I’m less sold on this point, and so more keenly noticed the lack of engagement with alternative points of view. It is entirely possible to buy the problems Ings identifies within the education system without accepting his solution. Modern education is bedeviled by single-solution evangelism, and unless we develop a habit of careful consideration of all alternatives, we are in danger of bouncing enthusiastically from one well-articulated solution to the next. Few would dispute that there is value in practising and enjoying creativity, of course, and as a drama teacher I can hardly rail against it. But as a maths teacher I’d also argue that we could be doing an awful lot more to nurture the critical capacities of our charges. At a systems level, the rebellious mind’s powers of creative destruction are an important means by which dead branches are cleared away for sure, but equally it is the constructive habits of the considered, forward-looking mind that underpin subsequent growth. It is always possible to construct a case against our education system that starts with the words ‘we need more …’ (creativity, entrepreneurship, kindness, hope, self-responsibility, time in the outdoors … it’s an endless wish-list).
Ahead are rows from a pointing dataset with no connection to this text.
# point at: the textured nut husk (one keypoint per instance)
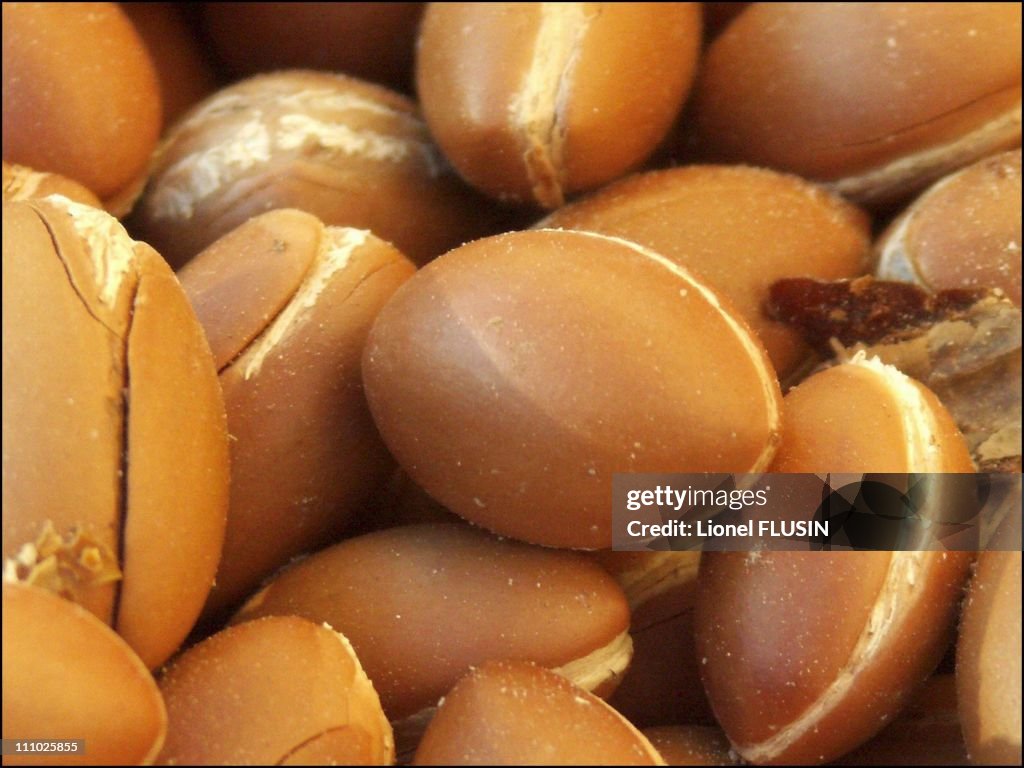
(287, 303)
(69, 676)
(107, 370)
(928, 732)
(988, 660)
(511, 713)
(279, 690)
(513, 376)
(691, 744)
(663, 682)
(421, 604)
(531, 101)
(52, 84)
(350, 153)
(739, 228)
(20, 182)
(183, 71)
(374, 41)
(964, 232)
(882, 98)
(807, 654)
The tricky part, as always, is in the details of implementation, and the chosen nature of the thousand little trade-offs and compromises that define the business of teaching and learning. In this regard I would have enjoyed a little less creativity in the presentation of Ing’s case, and a little more in the way of rigour.
In some sense, of course, this is an unfair criticism, for Ings doesn’t claim to offer prescriptions. What he has set out to do with this book, the championing of compassionate and creative practice within a system that often feels designed to quash that very thing, he has done exceptionally well, and the enthusiastic public reception of Disobedient Teaching speaks to this. For the teachers seeking to remind themselves just why they got into the game in the first place, this is a wonderful read, in equal measures reassuring and inspiring.
BERNARD BECKETT is a parent of three young boys. He has been working in secondary schools for almost thirty years and is currently teaching drama and mathematics. He writes for young adults and adults. His most well-known novel, Genesis (Houghton Mifflin Harcourt, 2006), was awarded the NZ Post Book Award for Young Adult Fiction, the Esther Glen Award, is published in twenty-two countries, and won France’s Prix Sorcières in 2010.